# Calculating Neural-Surprisal Correlation and Boundary Effects in the ECoG Dataset

This script computes the neural-surprisal correlation using the [open ECoG dataset](https://doi.org/10.1101/2025.02.14.638352).

The analysis involves two main steps:

- **Regressing out baseline auditory responses** using a temporal response function.
- **Calculating neural-surprisal correlation** for sentence-initial and non-initial words using Spearman correlation (with balanced sample sizes)

The computed results are stored in the `Calculated/` folder, and visualizations are provided in the `NeuralSurChunk_deenv_Vis.ipynb` notebook.  
Note: Due to randomization in the processing steps, results may vary slightly between runs.

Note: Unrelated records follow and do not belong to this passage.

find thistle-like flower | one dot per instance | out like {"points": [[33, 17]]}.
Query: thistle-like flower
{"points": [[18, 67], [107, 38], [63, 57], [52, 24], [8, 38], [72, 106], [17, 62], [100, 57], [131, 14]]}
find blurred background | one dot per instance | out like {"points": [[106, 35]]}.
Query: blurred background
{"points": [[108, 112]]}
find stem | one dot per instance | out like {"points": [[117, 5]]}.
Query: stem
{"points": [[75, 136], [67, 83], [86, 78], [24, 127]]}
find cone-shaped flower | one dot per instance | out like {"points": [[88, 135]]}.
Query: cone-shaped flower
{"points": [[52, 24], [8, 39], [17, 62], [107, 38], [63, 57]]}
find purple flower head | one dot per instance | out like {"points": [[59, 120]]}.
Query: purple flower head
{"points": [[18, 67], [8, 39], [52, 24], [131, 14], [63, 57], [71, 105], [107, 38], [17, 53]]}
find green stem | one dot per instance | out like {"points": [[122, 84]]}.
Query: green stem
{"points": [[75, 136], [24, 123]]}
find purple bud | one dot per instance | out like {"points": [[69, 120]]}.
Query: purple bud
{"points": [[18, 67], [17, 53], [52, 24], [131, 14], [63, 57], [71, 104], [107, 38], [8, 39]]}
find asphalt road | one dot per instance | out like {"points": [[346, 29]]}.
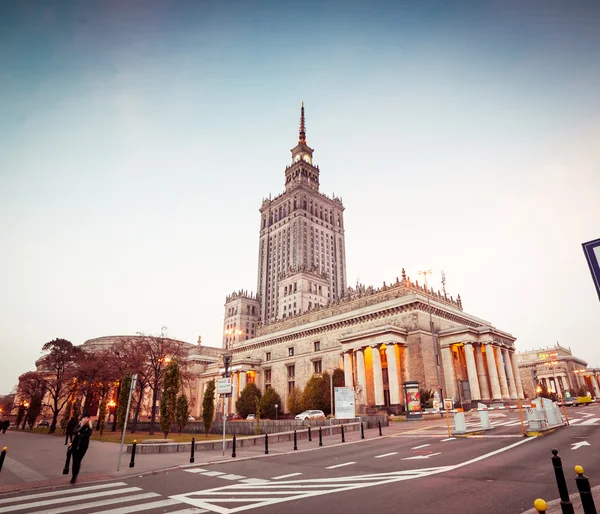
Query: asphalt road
{"points": [[414, 471]]}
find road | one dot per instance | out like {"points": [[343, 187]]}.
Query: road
{"points": [[416, 470]]}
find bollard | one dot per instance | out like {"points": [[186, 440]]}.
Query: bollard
{"points": [[132, 461], [2, 457], [565, 504], [540, 505], [69, 451], [585, 491]]}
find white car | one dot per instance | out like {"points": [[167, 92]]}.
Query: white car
{"points": [[311, 414]]}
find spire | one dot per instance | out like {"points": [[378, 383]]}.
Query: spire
{"points": [[302, 138]]}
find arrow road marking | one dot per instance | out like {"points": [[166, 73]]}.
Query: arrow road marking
{"points": [[421, 456], [239, 497], [579, 445]]}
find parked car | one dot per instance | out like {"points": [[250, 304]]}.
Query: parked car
{"points": [[311, 414]]}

However, the main findings (e.g., chunking constrains prediction) remain consistent.

The preprocessing code is adapted from the open-source [podcast-ecog-tutorials](https://github.com/hassonlab/podcast-ecog-tutorials).  
We thank Zada et al. for publicly releasing the ECoG dataset and the tutorials that made this analysis possible.


## package

In [None]:
import mne
import numpy as np
import pandas as pd
import matplotlib.pyplot as plt

from nilearn.plotting import plot_markers
from mne_bids import BIDSPath

from himalaya.backend import set_backend, get_backend

import pickle

from scipy import stats 
from scipy import signal
from scipy.signal import find_peaks
from scipy.io import wavfile
np.random.seed(25)

import warnings
from statsmodels.tools.sm_exceptions import ConvergenceWarning
warnings.simplefilter('ignore', ConvergenceWarning)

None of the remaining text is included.